Introduction

Drug-resistant tuberculosis (TB) remains a growing threat to public health and there were an estimated 1.2 million TB deaths among human immunodeficiency virus (HIV) -negative people and an additional 208,000 deaths among HIV-positive people in 2019 [1]. About half a million people developed rifampicin-resistant TB (RR-TB) worldwide in 2019 [2], of which 78% had multidrug-resistant TB (MDR-TB) [3]. A global total of 206 030 people with MDR/RR-TB were detected and almost 50% of the MDR-TB cases worldwide are estimated to occur in China and India [1]. Extensively drug-resistant tuberculosis (XDR-TB) is defined as MDR-TB with resistance to fluoroquinolone and at least one second-line injectable agent (i.e. amikacin, kanamycin, and/or capreomycin). XDR-TB has been reported from more than 58 countries and is estimated to occur in up to 10% of MDR-TB patients [3].

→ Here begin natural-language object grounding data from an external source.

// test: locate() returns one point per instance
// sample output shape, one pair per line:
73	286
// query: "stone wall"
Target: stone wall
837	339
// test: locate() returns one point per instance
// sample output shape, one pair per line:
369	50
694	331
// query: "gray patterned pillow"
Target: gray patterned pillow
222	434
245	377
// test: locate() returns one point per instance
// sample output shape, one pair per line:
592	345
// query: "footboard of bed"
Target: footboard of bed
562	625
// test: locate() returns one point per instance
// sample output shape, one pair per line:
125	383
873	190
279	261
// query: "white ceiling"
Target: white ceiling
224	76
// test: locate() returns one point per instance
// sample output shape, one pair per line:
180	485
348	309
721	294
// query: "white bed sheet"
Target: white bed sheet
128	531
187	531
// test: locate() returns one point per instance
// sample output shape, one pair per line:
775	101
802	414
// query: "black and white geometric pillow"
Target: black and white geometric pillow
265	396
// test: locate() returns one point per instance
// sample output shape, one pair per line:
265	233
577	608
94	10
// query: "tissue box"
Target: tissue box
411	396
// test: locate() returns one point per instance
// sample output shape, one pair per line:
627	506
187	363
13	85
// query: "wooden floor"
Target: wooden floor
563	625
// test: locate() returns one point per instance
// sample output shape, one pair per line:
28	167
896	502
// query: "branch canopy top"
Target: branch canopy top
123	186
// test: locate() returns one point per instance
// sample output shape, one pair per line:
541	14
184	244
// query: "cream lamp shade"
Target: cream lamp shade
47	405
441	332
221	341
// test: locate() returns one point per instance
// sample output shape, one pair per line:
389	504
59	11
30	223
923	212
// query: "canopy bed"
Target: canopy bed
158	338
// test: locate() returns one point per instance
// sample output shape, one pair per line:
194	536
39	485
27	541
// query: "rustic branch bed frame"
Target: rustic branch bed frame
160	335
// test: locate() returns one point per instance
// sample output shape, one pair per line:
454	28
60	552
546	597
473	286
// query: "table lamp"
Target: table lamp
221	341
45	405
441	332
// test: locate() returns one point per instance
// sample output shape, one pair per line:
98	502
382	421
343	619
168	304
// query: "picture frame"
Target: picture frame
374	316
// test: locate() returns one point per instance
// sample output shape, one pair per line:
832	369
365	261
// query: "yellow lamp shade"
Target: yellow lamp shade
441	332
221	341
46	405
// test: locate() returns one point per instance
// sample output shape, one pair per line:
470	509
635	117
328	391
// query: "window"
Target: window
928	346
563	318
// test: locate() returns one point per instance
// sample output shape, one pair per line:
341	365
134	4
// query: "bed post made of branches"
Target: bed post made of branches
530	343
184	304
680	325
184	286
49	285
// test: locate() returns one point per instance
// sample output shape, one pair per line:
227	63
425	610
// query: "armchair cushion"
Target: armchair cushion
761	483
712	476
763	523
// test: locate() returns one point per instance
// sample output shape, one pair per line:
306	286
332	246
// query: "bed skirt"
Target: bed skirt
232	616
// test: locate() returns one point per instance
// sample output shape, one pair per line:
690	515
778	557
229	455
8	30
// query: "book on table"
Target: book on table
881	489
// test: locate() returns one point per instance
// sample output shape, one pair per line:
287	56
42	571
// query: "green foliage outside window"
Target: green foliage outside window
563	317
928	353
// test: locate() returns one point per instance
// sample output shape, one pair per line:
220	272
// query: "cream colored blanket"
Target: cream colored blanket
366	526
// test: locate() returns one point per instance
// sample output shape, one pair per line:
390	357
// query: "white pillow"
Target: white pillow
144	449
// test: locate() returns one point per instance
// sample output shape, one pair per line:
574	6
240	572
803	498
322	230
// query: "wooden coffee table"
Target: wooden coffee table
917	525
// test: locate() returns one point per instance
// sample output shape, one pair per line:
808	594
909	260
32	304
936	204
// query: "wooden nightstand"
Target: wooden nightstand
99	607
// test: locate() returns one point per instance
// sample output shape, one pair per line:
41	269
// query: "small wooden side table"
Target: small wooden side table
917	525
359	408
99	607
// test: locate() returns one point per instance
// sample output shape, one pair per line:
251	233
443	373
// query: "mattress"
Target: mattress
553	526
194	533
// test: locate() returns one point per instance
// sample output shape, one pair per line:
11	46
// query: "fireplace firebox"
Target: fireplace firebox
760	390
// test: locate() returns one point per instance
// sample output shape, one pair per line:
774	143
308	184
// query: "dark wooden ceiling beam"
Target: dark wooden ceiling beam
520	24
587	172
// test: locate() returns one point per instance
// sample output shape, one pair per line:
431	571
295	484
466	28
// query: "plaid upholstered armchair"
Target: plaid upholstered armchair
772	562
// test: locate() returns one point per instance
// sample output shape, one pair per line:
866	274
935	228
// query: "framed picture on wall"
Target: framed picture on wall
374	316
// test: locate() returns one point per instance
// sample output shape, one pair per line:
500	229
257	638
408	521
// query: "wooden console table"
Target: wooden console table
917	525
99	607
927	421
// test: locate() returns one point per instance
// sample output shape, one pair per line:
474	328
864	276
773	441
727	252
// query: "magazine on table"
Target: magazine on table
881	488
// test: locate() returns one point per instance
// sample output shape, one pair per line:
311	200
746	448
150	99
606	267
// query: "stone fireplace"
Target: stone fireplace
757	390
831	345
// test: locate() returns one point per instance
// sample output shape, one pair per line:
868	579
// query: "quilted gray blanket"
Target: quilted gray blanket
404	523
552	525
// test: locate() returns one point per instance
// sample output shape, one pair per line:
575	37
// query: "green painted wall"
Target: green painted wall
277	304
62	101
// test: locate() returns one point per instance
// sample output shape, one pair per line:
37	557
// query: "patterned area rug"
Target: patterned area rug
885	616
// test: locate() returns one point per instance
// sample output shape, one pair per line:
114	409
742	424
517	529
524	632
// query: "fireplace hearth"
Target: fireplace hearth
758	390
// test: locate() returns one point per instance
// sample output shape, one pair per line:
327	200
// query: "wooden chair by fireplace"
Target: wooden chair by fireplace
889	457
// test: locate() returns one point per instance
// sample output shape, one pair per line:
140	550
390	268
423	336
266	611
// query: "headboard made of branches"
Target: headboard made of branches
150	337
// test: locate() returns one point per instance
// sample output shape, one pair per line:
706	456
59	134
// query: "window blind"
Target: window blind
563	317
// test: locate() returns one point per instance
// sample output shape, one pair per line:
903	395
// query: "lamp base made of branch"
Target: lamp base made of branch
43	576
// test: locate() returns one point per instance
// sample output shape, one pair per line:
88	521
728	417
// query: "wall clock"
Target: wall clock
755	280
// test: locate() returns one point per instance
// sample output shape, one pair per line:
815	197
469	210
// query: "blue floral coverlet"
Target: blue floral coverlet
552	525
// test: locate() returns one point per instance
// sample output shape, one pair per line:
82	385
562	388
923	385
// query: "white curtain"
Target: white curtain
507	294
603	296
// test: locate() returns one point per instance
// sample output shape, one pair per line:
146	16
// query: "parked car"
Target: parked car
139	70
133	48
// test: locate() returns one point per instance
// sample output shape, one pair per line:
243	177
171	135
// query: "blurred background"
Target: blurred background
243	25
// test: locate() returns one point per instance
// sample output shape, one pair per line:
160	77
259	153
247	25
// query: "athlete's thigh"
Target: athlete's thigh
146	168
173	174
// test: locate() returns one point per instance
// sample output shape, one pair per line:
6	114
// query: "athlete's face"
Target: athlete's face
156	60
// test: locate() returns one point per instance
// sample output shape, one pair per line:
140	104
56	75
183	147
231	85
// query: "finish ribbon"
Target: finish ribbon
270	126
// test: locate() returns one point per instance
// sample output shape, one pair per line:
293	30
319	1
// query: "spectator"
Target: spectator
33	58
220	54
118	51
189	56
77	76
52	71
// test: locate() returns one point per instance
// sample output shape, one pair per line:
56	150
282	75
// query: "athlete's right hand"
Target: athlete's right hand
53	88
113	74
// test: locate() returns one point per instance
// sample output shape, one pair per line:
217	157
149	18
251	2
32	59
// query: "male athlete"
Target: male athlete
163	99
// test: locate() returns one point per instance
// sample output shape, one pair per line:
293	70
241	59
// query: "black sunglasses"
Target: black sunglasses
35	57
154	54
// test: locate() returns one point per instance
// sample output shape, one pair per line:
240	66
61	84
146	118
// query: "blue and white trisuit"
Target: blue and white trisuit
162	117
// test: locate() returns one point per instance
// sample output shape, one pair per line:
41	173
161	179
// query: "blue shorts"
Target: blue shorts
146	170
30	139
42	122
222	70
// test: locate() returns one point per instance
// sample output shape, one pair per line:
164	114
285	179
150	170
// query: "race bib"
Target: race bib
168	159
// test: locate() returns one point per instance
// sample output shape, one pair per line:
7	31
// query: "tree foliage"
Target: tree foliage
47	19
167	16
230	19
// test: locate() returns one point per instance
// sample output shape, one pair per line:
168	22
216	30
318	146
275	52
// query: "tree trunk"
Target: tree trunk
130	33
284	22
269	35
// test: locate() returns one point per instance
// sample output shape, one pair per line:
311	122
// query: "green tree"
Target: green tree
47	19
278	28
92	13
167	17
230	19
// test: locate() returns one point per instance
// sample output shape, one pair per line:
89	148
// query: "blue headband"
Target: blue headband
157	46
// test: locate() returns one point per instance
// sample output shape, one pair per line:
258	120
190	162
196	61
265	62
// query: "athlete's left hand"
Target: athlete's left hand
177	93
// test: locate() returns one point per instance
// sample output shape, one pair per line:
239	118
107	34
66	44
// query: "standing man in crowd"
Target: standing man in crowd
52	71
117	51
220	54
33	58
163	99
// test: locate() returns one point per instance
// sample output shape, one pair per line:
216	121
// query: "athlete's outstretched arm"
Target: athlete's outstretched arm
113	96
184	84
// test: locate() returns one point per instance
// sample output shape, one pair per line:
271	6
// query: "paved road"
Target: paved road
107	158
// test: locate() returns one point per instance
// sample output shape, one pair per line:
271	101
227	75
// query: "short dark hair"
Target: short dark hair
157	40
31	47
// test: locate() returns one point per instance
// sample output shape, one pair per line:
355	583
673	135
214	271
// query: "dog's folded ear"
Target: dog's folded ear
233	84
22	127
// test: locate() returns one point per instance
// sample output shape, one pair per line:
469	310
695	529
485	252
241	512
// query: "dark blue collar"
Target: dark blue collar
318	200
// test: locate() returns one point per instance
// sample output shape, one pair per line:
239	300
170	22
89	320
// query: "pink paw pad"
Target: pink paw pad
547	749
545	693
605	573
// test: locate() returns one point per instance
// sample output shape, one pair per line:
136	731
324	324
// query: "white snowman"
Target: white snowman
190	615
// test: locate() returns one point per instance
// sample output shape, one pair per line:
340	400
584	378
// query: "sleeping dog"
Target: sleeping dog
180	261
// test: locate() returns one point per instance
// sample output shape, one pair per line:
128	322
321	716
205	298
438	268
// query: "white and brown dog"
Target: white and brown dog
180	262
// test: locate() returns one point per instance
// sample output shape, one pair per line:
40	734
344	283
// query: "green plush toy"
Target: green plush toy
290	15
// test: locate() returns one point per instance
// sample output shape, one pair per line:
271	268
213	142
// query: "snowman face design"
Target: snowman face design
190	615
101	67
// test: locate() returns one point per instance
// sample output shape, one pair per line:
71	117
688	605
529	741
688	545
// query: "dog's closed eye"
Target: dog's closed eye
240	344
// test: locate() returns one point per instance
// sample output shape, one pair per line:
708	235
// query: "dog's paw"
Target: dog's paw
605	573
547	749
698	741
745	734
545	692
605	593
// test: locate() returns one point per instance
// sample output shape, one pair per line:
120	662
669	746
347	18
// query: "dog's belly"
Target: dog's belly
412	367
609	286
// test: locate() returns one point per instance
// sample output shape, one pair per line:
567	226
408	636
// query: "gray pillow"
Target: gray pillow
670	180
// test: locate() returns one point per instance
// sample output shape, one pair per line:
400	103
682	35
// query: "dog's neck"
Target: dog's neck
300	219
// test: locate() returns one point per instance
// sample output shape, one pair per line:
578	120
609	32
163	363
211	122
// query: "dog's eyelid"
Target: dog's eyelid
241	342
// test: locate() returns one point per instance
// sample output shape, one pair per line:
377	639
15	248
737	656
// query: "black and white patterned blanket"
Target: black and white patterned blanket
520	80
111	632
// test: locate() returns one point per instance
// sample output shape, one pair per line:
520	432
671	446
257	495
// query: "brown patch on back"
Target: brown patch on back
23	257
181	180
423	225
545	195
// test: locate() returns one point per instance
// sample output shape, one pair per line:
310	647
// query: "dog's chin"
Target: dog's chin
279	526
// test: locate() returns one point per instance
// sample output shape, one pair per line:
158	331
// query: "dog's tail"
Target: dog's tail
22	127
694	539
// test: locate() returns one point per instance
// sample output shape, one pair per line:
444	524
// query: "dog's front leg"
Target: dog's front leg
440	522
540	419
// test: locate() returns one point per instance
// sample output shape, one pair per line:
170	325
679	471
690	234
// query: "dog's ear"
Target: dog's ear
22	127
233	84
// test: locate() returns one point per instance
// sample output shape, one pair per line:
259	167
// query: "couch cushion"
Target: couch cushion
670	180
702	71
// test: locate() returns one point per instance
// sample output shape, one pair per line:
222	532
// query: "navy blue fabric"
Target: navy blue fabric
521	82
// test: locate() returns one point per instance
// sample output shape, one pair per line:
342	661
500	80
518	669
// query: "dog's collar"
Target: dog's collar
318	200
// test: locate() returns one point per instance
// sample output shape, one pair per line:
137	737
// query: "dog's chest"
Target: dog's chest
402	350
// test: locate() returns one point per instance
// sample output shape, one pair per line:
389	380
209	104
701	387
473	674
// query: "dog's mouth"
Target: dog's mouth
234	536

A five-year study revealed that, of 9544 MTB isolates, there were 3376 (35.4%), 842 (8.8%) and 61 (0.64%) isolates identified as MDR-TB, XDR-TB and XDR-TB-Plus, respectively. The proportion of XDR-TB showed significant increase from 6.3% in 2011 to 9.1% in 2015[4].In Zhejiang province China, MDR-TB showed a decreasing trend, while resistance to any first-line drugs showed an increasing trend, and 3.21%) and 21.28% MDR-TB cases were registered as new and previously treated cases, respectively. [5]. The prevalence of M/XDR-TB in Zhejiang Province underscores the continued need for effective treatment programs for drug-resistant TB.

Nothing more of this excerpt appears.